In 2024, over 12,000 Baby Boomers will turn age 65 each and every day of the year. With a significant number of Americans currently entering their golden years, it’s more important than ever to plan ahead for the realities of retirement. Unfortunately, surveys show far too many pre-retirees make unrealistic assumptions about their retirement.
Assuming Your Net FERS Annuity (Pension) Will Be A Higher Amount
As a FERS participant you can rely on two sources of guaranteed income: your FERS annuity (pension) and your Social Security. This is in addition to distributions from your Thrift Savings Plan (TSP). However, if you miscalculate the amount of your net FERS pension after deductions, you may end up with an unexpected retirement income gap. This puts you in the position of withdrawing more from your TSP and depleting your nest egg even faster.
Assuming You Won’t Need Non-Medical Long Term Care
No one likes to think about the possibility of becoming unable to take care of our basic needs like bathing, getting dressed and eating a meal.
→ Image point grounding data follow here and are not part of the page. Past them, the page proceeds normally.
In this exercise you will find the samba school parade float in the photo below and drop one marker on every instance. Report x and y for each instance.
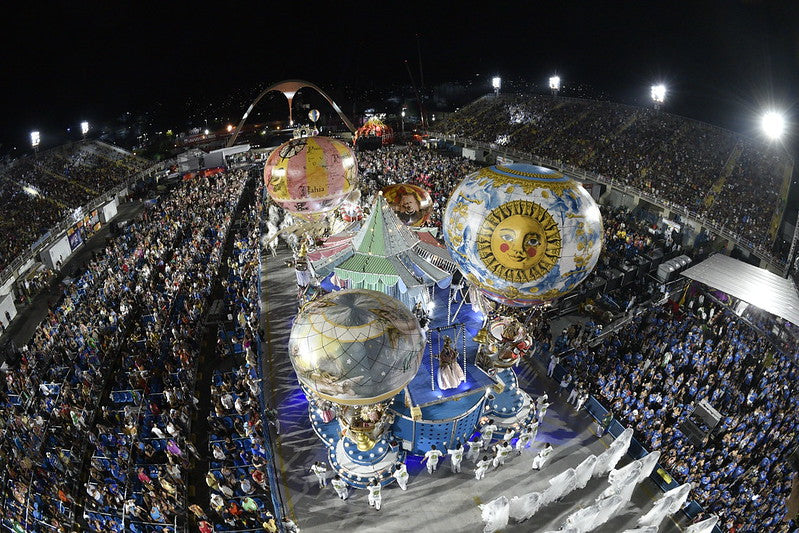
(391, 360)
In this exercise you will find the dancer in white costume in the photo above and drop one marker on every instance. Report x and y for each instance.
(590, 518)
(503, 451)
(456, 457)
(541, 458)
(481, 468)
(668, 504)
(623, 481)
(375, 494)
(431, 457)
(607, 508)
(541, 400)
(560, 486)
(475, 446)
(524, 506)
(648, 464)
(526, 436)
(487, 432)
(705, 526)
(542, 411)
(340, 486)
(401, 475)
(607, 460)
(495, 514)
(581, 401)
(584, 471)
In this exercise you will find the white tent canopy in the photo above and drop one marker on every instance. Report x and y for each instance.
(754, 285)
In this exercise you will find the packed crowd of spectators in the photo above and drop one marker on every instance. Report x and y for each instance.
(651, 373)
(726, 179)
(433, 170)
(142, 445)
(237, 479)
(36, 193)
(128, 325)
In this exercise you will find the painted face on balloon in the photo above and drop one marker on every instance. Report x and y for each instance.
(408, 204)
(519, 241)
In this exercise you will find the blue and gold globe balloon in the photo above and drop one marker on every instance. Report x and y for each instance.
(522, 234)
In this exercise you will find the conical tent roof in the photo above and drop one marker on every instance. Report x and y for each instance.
(387, 254)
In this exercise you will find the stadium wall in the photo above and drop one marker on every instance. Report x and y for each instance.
(58, 251)
(7, 308)
(109, 211)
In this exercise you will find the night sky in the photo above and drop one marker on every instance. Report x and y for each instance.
(722, 61)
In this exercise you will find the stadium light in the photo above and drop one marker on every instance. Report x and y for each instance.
(35, 140)
(554, 84)
(658, 93)
(773, 124)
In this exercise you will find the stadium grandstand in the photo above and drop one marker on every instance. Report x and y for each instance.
(722, 179)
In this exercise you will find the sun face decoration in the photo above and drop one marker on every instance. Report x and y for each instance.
(519, 241)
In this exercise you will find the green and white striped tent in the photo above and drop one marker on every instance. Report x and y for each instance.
(386, 255)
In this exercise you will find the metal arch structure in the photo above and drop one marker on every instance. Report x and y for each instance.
(289, 88)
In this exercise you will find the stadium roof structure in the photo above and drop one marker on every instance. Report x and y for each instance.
(386, 255)
(754, 285)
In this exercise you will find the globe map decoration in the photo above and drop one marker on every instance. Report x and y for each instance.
(412, 204)
(522, 234)
(356, 346)
(310, 176)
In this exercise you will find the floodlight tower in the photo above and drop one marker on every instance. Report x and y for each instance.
(773, 125)
(658, 94)
(35, 140)
(554, 85)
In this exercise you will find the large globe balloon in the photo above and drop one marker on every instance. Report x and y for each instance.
(356, 346)
(411, 203)
(523, 234)
(310, 176)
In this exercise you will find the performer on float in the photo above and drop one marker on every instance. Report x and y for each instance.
(456, 457)
(421, 314)
(450, 374)
(503, 450)
(487, 432)
(375, 495)
(320, 471)
(340, 486)
(526, 436)
(401, 475)
(481, 468)
(541, 458)
(475, 446)
(432, 457)
(542, 405)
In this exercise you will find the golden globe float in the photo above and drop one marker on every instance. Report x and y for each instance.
(310, 176)
(523, 234)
However, a study cited by LongTermCare.gov indicates a person turning 65 today has a near 70% chance of needing some type of long-term care in the future. Yet, according to the National Council on Aging, 80% of adults over age 60 do not have the financial resources to cover the out-of-pocket cost of non-medical, long-term care in a nursing facility.
“If you’re in good health and longevity runs in your family, you have a good chance of living until age 90.”
One possible reason pre-retirees are not planning for the expense of long term care is that they underestimate their longevity. According to Statistica.com, a man turning 65 today can expect to live 17 years longer while a woman celebrating her 65th birthday can live over 19 years more. If you’re in good health and longevity runs in your family, you have a good chance of living until age 90. Living even two or three years longer than you’ve estimated can cost far more money when you factor in rising inflation over the next 20 years.
Assuming You Can Work Longer
If you’re counting on working well beyond your FERS Minimum Retirement Age (MRA), you’re running a risk. According to a recent article on the USA Today website, the average over-50 worker expects to retire at 67 but, in reality, the average American retires at age 62. The top reason for retiring earlier than planned is unexpected health problems. If you haven’t saved enough for a longer retirement, what will be your contingency plan?